A greenhouse (also called a glasshouse, or, if with sufficient heating, a hothouse) is a structure with walls and roof made chiefly of transparent material, such as glass, in which plants requiring regulated climatic conditions are grown. These structures range in size from small sheds to industrial-sized buildings. A miniature greenhouse is known as a cold frame. The interior of a greenhouse exposed to sunlight becomes significantly warmer than the external temperature, protecting its contents in cold weather.
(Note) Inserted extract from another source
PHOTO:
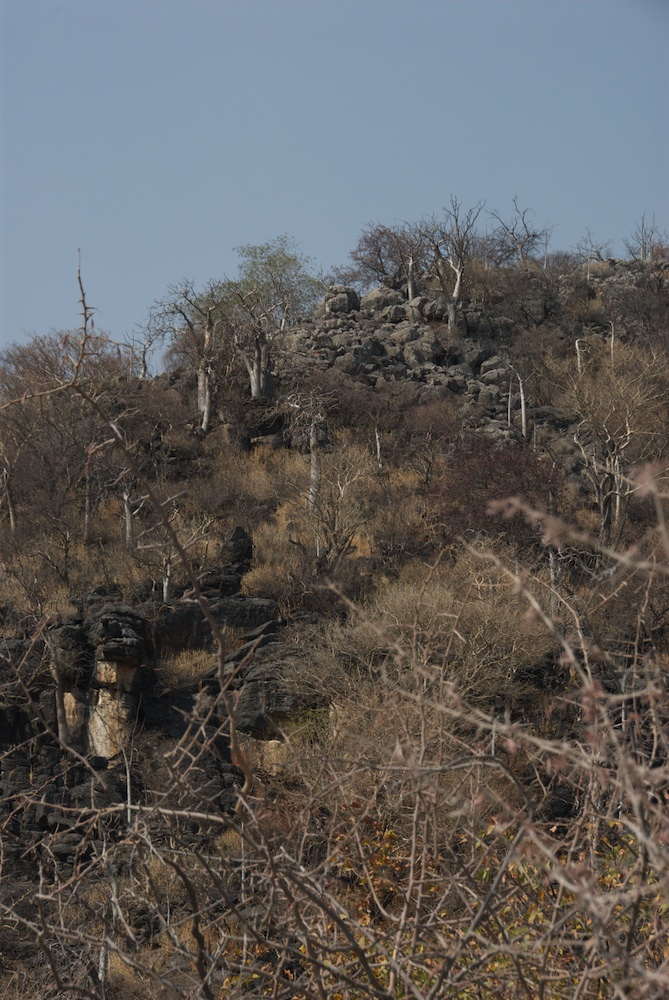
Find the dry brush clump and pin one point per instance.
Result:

Many commercial glass greenhouses or hothouses are high tech production facilities for vegetables, flowers or fruits. The glass greenhouses are filled with equipment including screening installations, heating, cooling, and lighting, and may be controlled by a computer to optimize conditions for plant growth. Different techniques are then used to manage growing conditions, including air temperature, relative humidity and vapour-pressure deficit, in order to provide the optimum environment for cultivation of a specific crop.
The idea of growing plants in environmentally controlled areas has existed since Roman times. The Roman emperor Tiberius ate a cucumber-like vegetable daily. The Roman gardeners used artificial methods (similar to the greenhouse system) of growing to have it available for his table every day of the year. Cucumbers were planted in wheeled carts which were put in the sun daily, then taken inside to keep them warm at night. The cucumbers were stored under frames or in cucumber houses glazed with either oiled cloth known as specularia or with sheets of selenite (a.k.a. lapis specularis), according to the description by Pliny the Elder.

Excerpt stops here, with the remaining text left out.